Giresun Üniversitesi İİBF Uluslararası İlişkiler Bölümü Öğretim Üyesi Yrd. Doç. Dr. Selim Kurt, ABD’nin çelişkili ve taktiksel açıklamalarının Beyaz Saray ve Pentagon politikaları doğrultusunda geliştiğini söyledi.

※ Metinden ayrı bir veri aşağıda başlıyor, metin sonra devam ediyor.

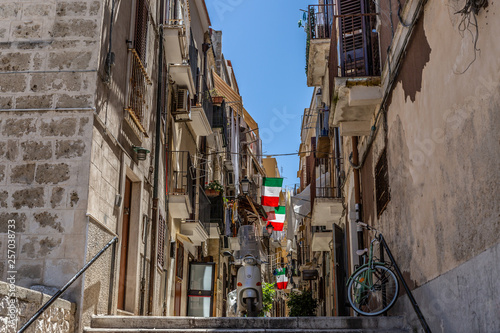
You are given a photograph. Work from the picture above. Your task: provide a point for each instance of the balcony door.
(124, 251)
(201, 289)
(340, 272)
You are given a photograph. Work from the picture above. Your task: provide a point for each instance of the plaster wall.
(59, 317)
(443, 152)
(48, 81)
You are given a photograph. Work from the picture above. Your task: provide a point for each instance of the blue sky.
(267, 50)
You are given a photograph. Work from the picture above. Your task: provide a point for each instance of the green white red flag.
(281, 278)
(272, 190)
(277, 217)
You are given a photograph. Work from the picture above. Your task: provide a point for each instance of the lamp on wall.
(269, 229)
(141, 152)
(245, 184)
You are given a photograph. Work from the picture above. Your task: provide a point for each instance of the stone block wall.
(48, 79)
(59, 317)
(44, 173)
(48, 54)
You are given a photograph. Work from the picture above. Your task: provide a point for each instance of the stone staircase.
(128, 324)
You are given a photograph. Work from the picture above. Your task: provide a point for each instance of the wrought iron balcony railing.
(326, 183)
(320, 19)
(354, 48)
(137, 104)
(217, 211)
(204, 214)
(181, 181)
(219, 120)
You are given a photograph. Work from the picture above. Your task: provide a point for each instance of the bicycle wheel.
(373, 291)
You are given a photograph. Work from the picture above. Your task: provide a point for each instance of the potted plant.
(214, 188)
(217, 99)
(302, 304)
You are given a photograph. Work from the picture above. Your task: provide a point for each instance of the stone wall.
(59, 317)
(48, 54)
(44, 177)
(48, 74)
(441, 134)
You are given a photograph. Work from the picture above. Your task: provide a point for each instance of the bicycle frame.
(370, 263)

Başbakan Yardımcısı Bekir Bozdağ’ın “Birden fazla ABD var, kafamız karışıyor, hangisine göre bir şeyler yapacağız.” şeklindeki sözlerini hatırlatan Kurt, “Esasen bakıldığında, tarihsel süreçte bu tür uygulamalar Amerikan dış politikasında sıklıkla görülmektedir. Bu durum, yönetimde bir çatlak gibi gözükse de daha çok Amerika’nın devlet aygıtı tarafından oluşturulan ve uygulamaya konulan gerçek politikası ile politikanın uygulanmasından çıkarları zarar gören aktörlerin (hele de bu Türkiye örneğindeki gibi bir NATO müttefikiyse) teskin edilmesine yönelik ikili bir strateji takip etmesinden kaynaklanmaktadır.” dedi.
Yrd. Doç. Dr. Kurt, ABD’nin Suriye politikasının temelinde yatan en önemli noktanın, Rusya’nın ve İran’ın sahadaki etkisini sınırlamak/dengelemek olduğunu kaydetti.
Beyaz Saray ve ABD Dışişleri Bakanlığı’nın Türkiye’ye daha yakın durmaya, Pentagon’un ise PYD/YPG ile iş birliği halinde olduğuna değinen Kurt, bu ikircikli açıklamaları önemsemeden genel anlamda ABD’nin çıkarlarına odaklanılması gerektiğini düşündüğünü aktardı.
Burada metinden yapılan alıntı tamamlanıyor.